Call for Papers: Affective States of International Criminal Justice

Call for Papers: Affective States of International Criminal Justice

On behalf of the organizers and the APCML, of which I am a part, I want to call readers’ attention to the following conference:

AFFECTIVE STATES OF INTERNATIONAL CRIMINAL JUSTICE
20 ‐ 22 July 2011

Melbourne Law School
Presented by Asia Pacific Centre for Military Law (APCML)
and
Institute for International Law and the Humanities (IILAH)
Supported by an Australian Research Council Discovery Project Grant

Convenors: Peter Rush (IILAH) and Gerry Simpson (APCML)

CALL FOR PAPERS

International criminal justice is repeatedly called upon to respond to events which overwhelm our common sense or explode the limits of the law, unsettling the settled frameworks through which law comes to know and act upon the world. In the midst of war crimes and atrocities, trials and tribunals, treaties and resolutions, analysis and advocacy, what binds international criminal justice as a community or field? And, how are we to understand our relations with the forms of knowledge and institutional practices of International criminal justice?

In this symposium, we want to bring together people interested in reflecting on, talking about and engaging with the emotional life that organises or informs or disrupts the distinctive but plural communities of international criminal justice. Many possibilities present themselves. Under the rubric of affective states, we might think of the communities of victims and of survivors (such as the Mothers of Srebrenica), those of the international legal profession (e.g. the office of the prosecutor, or the conscience of the judge, or the practice of the teacher), and those of the witnesses (eg their memorywork and advocacy). We might also think of the institutional forms and technologies through which emotions are harnessed and expressed or tamed and repressed; for e.g. criminal trials, truth commissions, Argentinian truth trials, apologies, amnesties and pardons, as well as executions and testimonial procedures. We might also consider the affective states which are prevalent in and give shape to international criminal justice: horror and revenge, pity and consolation, anger and aggression, sadness and outrage, joy and hate amongst others. Moreover, what are the intellectual and scholarly resources capable of addressing these emotions, passions and feelings of injustice: jurisprudence, doctrine, policy, literary trope (e.g. tragedy), psychology and psychoanalysis (for example, the idioms of trauma and memory), the language of the virtues (and vices), and the discourse of conscience (eg the UN, as well as advocacy groups, often present themselves as institutions of conscience).

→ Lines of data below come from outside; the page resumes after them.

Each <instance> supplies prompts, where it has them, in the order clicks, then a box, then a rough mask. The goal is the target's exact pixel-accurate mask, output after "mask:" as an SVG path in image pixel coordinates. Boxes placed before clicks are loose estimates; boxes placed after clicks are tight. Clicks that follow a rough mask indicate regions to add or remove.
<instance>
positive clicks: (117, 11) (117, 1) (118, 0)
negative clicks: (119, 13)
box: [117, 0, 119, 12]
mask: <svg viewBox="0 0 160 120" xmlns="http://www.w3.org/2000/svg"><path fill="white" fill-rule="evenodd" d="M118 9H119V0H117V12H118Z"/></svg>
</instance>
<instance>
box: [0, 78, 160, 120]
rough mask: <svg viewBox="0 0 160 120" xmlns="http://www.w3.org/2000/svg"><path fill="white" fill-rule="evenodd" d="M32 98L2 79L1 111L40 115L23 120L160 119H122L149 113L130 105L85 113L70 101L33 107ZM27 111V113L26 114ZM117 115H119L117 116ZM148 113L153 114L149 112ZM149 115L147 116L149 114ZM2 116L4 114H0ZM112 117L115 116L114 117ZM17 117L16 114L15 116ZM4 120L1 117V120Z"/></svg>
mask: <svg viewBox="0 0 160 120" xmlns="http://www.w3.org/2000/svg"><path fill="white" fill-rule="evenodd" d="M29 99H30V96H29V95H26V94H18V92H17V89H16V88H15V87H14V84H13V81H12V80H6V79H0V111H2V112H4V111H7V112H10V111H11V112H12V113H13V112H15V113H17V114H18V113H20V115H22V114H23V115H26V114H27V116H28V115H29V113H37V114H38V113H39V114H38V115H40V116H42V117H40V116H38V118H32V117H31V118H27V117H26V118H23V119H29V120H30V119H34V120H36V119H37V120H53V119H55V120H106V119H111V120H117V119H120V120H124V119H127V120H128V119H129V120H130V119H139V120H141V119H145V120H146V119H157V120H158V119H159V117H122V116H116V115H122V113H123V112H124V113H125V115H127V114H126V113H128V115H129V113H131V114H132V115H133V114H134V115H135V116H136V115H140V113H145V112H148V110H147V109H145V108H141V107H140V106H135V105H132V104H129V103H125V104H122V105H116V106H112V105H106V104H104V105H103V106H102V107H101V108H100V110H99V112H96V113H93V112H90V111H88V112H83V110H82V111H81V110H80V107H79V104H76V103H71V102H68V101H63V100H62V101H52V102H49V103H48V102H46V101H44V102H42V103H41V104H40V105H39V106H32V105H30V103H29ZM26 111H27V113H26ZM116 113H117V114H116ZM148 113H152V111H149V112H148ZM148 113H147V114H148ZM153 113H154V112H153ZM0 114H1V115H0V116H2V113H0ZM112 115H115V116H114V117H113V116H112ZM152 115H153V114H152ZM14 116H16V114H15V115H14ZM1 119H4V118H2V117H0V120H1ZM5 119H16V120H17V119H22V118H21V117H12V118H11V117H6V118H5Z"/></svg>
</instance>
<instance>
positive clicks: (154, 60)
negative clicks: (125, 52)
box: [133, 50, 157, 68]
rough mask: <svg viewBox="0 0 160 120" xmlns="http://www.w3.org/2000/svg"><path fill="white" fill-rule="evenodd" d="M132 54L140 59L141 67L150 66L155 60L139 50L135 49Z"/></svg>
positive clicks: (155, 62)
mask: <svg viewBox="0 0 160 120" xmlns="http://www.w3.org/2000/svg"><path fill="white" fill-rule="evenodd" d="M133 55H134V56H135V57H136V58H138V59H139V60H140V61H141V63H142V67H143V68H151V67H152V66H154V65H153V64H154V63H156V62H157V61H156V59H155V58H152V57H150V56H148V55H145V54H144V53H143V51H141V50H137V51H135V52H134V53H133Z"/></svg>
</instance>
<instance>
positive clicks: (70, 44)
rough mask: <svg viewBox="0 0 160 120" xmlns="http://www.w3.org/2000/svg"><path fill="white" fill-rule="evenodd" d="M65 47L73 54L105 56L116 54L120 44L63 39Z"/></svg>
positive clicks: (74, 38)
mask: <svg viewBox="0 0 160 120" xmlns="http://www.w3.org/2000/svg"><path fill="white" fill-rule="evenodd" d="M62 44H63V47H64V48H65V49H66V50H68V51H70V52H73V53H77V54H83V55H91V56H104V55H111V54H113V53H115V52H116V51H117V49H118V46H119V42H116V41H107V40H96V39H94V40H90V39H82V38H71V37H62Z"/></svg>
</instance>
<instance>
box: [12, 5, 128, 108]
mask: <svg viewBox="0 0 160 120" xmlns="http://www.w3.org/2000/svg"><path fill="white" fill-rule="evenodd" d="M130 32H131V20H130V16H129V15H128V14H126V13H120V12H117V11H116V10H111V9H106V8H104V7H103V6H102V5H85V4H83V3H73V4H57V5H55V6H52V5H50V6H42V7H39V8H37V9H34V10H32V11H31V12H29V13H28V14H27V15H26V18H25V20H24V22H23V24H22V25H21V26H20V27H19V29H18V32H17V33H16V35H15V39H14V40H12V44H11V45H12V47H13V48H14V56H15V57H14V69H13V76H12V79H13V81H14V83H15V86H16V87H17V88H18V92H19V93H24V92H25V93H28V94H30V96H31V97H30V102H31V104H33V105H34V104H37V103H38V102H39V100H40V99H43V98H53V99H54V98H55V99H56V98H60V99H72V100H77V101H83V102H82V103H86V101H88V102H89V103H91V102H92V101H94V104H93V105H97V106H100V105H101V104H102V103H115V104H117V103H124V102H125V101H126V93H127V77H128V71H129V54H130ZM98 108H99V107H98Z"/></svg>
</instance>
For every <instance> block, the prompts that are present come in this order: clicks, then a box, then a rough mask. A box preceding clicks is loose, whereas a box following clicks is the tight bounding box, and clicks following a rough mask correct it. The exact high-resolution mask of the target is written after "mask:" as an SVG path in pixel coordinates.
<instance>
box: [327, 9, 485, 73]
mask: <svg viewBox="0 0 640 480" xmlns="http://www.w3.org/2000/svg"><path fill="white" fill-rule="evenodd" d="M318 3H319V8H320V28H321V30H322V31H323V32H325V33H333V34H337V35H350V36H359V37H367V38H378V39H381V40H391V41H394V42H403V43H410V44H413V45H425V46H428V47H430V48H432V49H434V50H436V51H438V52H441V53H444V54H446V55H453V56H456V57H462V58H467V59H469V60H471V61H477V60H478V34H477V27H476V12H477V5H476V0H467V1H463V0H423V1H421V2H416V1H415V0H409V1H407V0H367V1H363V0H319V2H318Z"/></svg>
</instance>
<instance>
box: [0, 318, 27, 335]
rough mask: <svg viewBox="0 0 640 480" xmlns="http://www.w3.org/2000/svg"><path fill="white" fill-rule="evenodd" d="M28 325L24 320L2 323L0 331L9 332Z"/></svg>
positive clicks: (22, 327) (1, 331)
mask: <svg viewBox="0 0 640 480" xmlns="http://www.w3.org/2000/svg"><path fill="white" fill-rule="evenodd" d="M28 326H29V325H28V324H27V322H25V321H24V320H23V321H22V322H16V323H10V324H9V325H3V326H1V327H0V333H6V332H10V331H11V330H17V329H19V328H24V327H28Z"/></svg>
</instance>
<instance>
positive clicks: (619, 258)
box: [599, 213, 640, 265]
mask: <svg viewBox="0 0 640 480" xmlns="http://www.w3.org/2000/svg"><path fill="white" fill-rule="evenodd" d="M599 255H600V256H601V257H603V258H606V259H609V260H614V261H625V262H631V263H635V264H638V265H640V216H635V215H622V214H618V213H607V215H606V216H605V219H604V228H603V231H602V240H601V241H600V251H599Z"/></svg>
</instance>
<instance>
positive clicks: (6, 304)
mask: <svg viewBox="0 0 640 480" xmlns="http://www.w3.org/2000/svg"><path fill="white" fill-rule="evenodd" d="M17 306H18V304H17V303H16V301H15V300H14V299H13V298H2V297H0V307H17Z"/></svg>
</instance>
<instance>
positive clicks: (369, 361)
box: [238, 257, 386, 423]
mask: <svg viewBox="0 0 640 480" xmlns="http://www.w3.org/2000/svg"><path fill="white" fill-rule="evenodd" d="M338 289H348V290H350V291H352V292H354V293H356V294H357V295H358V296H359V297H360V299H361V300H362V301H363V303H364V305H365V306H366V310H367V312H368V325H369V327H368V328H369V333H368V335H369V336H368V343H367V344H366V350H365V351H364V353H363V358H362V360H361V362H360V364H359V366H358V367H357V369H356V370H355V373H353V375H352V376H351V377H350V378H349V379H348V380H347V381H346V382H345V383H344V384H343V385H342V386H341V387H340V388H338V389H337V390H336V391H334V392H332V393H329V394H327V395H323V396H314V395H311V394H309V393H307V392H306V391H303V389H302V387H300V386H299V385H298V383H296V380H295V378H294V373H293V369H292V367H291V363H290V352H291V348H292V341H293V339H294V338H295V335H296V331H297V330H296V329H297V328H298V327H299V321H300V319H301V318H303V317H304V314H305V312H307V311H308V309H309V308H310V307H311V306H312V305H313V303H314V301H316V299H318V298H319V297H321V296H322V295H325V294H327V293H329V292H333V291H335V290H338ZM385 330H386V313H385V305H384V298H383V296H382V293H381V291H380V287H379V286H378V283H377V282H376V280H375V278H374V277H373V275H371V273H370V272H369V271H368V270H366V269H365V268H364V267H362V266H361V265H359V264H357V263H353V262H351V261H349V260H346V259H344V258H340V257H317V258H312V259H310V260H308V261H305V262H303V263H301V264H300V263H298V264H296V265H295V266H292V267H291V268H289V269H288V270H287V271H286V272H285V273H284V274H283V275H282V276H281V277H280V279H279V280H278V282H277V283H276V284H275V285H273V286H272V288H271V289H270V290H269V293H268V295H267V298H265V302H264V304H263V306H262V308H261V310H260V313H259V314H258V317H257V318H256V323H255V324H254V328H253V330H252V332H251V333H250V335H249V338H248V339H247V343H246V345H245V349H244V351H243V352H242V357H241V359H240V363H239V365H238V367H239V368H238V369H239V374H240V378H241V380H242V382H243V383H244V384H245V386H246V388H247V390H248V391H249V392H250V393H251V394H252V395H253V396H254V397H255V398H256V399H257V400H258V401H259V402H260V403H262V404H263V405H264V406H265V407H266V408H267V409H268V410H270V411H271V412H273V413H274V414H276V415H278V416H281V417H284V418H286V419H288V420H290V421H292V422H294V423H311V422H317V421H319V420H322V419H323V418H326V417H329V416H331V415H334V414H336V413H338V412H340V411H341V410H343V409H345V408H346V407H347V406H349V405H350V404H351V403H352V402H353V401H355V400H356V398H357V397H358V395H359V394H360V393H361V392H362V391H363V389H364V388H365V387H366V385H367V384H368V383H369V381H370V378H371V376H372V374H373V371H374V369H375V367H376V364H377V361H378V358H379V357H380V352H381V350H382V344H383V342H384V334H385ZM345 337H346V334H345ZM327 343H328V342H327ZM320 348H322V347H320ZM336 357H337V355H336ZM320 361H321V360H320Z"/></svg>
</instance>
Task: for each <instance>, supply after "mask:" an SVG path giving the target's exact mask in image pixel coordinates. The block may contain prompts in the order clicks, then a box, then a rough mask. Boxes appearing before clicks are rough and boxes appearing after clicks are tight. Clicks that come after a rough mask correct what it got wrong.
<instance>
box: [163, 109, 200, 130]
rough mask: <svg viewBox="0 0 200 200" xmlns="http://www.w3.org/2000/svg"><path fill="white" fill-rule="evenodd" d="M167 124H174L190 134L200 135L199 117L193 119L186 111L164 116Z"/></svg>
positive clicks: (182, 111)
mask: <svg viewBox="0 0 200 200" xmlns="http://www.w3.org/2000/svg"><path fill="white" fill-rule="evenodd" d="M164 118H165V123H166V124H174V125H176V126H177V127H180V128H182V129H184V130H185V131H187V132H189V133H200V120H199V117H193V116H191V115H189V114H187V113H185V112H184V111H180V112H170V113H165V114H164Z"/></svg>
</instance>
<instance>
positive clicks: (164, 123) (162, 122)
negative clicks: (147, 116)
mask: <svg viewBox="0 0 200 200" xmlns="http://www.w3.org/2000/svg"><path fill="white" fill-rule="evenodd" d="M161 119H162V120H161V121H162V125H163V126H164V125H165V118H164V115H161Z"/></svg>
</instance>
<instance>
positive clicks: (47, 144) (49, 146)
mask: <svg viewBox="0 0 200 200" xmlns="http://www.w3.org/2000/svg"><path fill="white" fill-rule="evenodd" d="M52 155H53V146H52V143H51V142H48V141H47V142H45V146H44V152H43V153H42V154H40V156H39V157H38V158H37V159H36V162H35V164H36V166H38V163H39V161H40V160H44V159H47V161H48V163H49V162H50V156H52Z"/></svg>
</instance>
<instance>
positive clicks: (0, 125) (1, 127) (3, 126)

Keynote speakers include Professor Jill Stauffer (Haverford College, USA) who will speak on resentment and reconciliation, and Professor Rob Cryer (University of Birmingham, UK) who will speak on monsters. The Centre for Contemporary Photography will present an exhibition in association with this event.

Expressions of interest in the form of a 300‐500 word abstract are to be received no later than 2 May 2011 by Vesna Stefanovski at IILAH vesnas@unimelb.edu.au.

It should be a great conference.  I hope some of our readers will submit abstracts!